Menuju konten utama

Apa Dampaknya Jika Seluruh BUMN Bergabung ke Danantara?

Pengalihan seluruh BUMN ke Danantara juga dinilai bakal meningkatkan transparansi dan akuntabilitas.

Apa Dampaknya Jika Seluruh BUMN Bergabung ke Danantara?
Kantor Badan Pengelola Investasi (BPI) Daya Anagata Nusantara (Danantara) di Jl.RP. Soeroso, Menteng, Jakarta. ANTARA/Muhammad Heriyanto/am.

tirto.id - Seluruh perusahaan Badan Usaha Milik Negara (BUMN) akan masuk dalam pengelolaan dan pengawasan Badan Pengelola Investasi Daya Anagata Nusantara (BPI Danantara) pada akhir Maret 2025. Kendati, pada tahap awal BUMN yang bergabung ke Danantara adalah perusahaan yang berbentuk Perseroan terbatas (PT), melalui proses inbreng.

Sebagai informasi, inbreng merupakan pengalihan harta selain kas kepada perseroan, persekutuan dan badan lainnya sebagai pengganti saham atau penyertaan modal.

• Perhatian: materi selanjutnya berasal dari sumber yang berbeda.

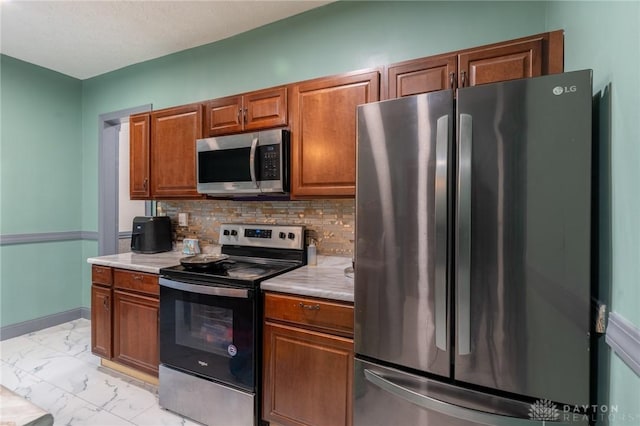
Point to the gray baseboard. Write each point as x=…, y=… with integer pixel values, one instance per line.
x=15, y=330
x=624, y=339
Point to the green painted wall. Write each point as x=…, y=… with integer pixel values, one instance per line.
x=337, y=38
x=605, y=36
x=40, y=190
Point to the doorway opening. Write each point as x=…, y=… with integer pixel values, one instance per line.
x=115, y=209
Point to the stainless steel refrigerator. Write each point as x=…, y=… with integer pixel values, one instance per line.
x=472, y=266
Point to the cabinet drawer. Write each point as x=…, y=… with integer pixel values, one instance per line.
x=315, y=313
x=101, y=275
x=137, y=281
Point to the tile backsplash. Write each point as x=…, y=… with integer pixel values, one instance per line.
x=330, y=222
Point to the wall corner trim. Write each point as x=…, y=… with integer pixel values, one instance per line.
x=624, y=338
x=44, y=237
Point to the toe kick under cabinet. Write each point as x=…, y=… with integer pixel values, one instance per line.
x=307, y=361
x=124, y=318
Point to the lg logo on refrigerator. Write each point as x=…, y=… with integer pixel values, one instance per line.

Aset non tunai yang dimaksud termasuk pula tanah, bangunan atau gedung, mobil, serta mesin.

Karenanya, saat ini pemerintah bersama Komisi VI Dewan Perwakilan Rakyat (DPR) RI tengah merumuskan Peraturan Pemerintah (PP) yang mengatur soal inbreng.

“Kami sudah menyusun PP inbrengnya dan tadi kami sudah konsultasi dengan DPR mengenai hal itu,” ujar Wakil Menteri BUMN sekaligus Chief Operating Officer (COO) Danantara, Dony Oskaria, kepada awak media, usai menghadiri rapat tertutup dengan Komisi VI DPR, di Gedung Parlemen, Jakarta Pusat, Rabu (19/3/2025).

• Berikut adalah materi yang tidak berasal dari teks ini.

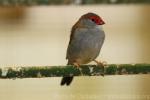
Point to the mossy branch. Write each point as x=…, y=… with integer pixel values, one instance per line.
x=65, y=2
x=86, y=70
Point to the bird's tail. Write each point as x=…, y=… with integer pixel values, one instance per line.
x=66, y=80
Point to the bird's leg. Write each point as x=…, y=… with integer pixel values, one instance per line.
x=78, y=67
x=101, y=64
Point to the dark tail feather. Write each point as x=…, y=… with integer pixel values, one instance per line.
x=66, y=80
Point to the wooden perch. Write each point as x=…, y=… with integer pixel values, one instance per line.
x=86, y=70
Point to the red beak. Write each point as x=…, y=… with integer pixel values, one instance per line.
x=101, y=22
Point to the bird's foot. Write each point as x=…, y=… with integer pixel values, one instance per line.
x=101, y=64
x=78, y=67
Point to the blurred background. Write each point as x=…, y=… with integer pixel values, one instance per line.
x=39, y=36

Pembahasan PP juga dilakukan dengan intensif karena inbreng saham BUMN ke Danantara diharapkan dapat rampung sebelum Maret berakhir. Sementara, untuk perusahaan BUMN lain yang berbentuk Perusahaan Umum (Perum) penggabungan ke dalam Danantara masih akan dikaji lebih lanjut.

“Insyaallah, mudah-mudahan. Tentu sebelum RUPS (Rapat Umum Pemegang Saham) sudah kami lakukan inbreng. Semua BUMN inbreng sekaligus,” sambung Dony.

Sementara itu, Anggota Komisi VI DPR, Herman Khaeron, menilai bahwa masuknya seluruh perusahaan BUMN di bawah naungan Danantara dapat menyelesaikan permasalahan yang sampai saat ini masih terjadi. Kata dia, dari seluruh 47 perusahaan BUMN, hanya separuhnya saja yang sehat, sementara sisanya dalam kondisi kurang baik.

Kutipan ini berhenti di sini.